HELIOS is a solar telescope feeding the HARPS (High Accuracy Radial velocity Planet Searcher) instrument, which is attached to the ESO 3.6-metre telescope. HARPS is one of the most powerful planet hunters in existence and spends most nights monitoring stars for minute signals that indicate the presence of an exoplanet. HARPS has unparalleled accuracy and is regularly generating results that will present fresh challenges for future telescopes such as ESO’s Extremely Large Telescope.

HELIOS will be able to feed sunlight into HARPS to achieve very high precision spectroscopy of the Sun for several hours per day [3]. As well as learning about the Sun itself, and in particular improving our understanding of stellar activity (which is the main limitation in the detection of Earth-twins using HARPS), the HELIOS project will lead to an improvement of exoplanet detection techniques.

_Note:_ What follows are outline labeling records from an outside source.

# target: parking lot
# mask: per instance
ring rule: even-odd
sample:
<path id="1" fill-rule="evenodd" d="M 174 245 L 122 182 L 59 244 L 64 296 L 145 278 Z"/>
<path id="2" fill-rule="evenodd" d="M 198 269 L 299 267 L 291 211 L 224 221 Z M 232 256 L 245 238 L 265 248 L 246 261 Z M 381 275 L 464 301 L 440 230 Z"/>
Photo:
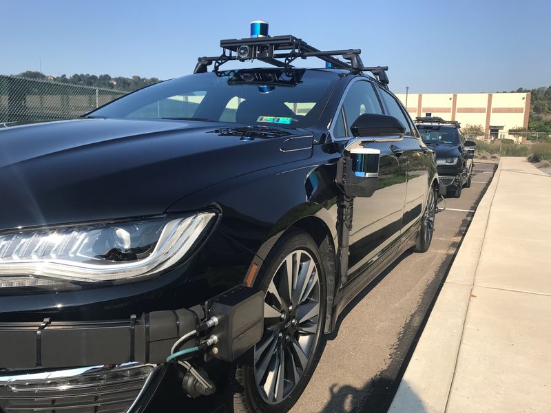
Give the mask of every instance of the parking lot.
<path id="1" fill-rule="evenodd" d="M 404 253 L 341 315 L 292 412 L 386 412 L 495 166 L 476 162 L 471 187 L 439 204 L 430 249 Z"/>

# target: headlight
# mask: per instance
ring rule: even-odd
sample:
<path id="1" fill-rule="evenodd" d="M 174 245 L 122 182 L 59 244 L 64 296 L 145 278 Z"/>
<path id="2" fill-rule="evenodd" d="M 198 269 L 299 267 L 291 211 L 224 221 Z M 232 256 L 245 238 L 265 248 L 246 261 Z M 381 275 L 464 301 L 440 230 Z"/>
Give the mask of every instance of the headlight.
<path id="1" fill-rule="evenodd" d="M 437 165 L 455 165 L 457 163 L 459 158 L 438 158 L 436 160 Z"/>
<path id="2" fill-rule="evenodd" d="M 211 212 L 0 235 L 0 286 L 101 282 L 151 275 L 178 262 L 202 237 Z"/>

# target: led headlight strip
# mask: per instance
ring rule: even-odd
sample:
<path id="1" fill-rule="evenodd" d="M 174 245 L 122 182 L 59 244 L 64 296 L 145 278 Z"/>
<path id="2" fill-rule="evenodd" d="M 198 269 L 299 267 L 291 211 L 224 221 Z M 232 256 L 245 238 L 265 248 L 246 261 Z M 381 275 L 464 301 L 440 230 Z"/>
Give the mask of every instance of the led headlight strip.
<path id="1" fill-rule="evenodd" d="M 94 283 L 151 275 L 181 260 L 215 215 L 0 235 L 0 285 L 25 276 L 38 285 L 46 279 Z"/>
<path id="2" fill-rule="evenodd" d="M 458 158 L 438 158 L 436 160 L 437 165 L 455 165 L 457 163 Z"/>

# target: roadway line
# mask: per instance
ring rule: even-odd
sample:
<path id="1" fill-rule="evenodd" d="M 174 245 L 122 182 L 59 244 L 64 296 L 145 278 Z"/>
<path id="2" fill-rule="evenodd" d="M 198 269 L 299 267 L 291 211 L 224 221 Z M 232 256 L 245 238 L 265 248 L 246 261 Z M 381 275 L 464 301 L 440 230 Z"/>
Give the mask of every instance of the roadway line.
<path id="1" fill-rule="evenodd" d="M 459 212 L 475 212 L 475 211 L 472 209 L 454 209 L 453 208 L 445 208 L 444 209 L 441 209 L 441 211 L 458 211 Z"/>

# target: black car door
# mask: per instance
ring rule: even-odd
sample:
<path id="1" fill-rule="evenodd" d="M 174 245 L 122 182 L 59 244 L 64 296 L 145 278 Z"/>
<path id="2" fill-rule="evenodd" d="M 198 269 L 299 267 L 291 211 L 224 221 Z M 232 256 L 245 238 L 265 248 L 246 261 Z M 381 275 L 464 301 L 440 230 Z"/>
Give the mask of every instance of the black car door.
<path id="1" fill-rule="evenodd" d="M 383 111 L 373 84 L 360 80 L 351 83 L 344 94 L 332 136 L 337 140 L 352 139 L 350 125 L 364 113 L 382 114 Z M 400 235 L 406 173 L 401 167 L 402 142 L 382 140 L 365 145 L 380 151 L 378 187 L 371 197 L 353 200 L 347 282 L 391 253 Z M 364 275 L 368 277 L 368 272 Z"/>
<path id="2" fill-rule="evenodd" d="M 381 100 L 387 114 L 397 118 L 406 127 L 406 137 L 402 142 L 404 155 L 402 162 L 407 169 L 406 200 L 404 218 L 401 225 L 402 233 L 405 233 L 421 218 L 428 187 L 428 167 L 430 153 L 428 149 L 418 138 L 409 115 L 394 96 L 386 90 L 377 87 Z"/>

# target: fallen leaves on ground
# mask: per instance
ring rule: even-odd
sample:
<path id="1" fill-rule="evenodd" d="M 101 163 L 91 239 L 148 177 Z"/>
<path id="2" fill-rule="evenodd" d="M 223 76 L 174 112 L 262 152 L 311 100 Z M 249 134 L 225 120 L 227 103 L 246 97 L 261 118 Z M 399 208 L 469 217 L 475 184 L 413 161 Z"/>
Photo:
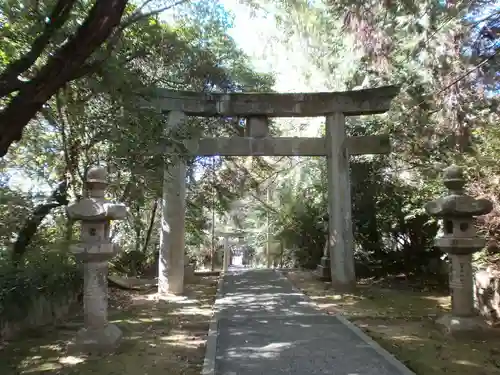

The large volumes of data from HELIOS will also allow very detailed investigations into the different HARPS instrumental effects and may lead to improvements in the precision of HARPS itself. This information could be transferred and applied to ESPRESSO (Echelle SPectrograph for Rocky Exoplanet and Stable Spectroscopic Observations), which is the successor to HARPS and is attached to ESO’s Very Large Telescope.

The HELIOS project will run until the end of 2022. 


[1] The commissioning team consisted of: Xavier Dumusque (Principal Investigator, Geneva), Pedro Figueira (co-Principal Investigator, ESO), François Wildi (system engineer, Geneva), Gaspare LoCurto (ESO), Thibault Pirson and Thibault Wildi (engineering students).

[2] The project is led by the University of Geneva, through its Geneva Observatory, and includes as a partner the Centro de Astrofísica da Universidade do Porto, through its Instituto de Astrofísica e Ciências do Espaço.

[3] The HELIOS observing facility consists of a lens that focuses an image of the Sun into an integrating sphere. Light exits the sphere through a 30-metre optical fibre connected to the HARPS calibration unit. The whole setup is enclosed in a weather-resistant and waterproof box topped by a plexiglass dome.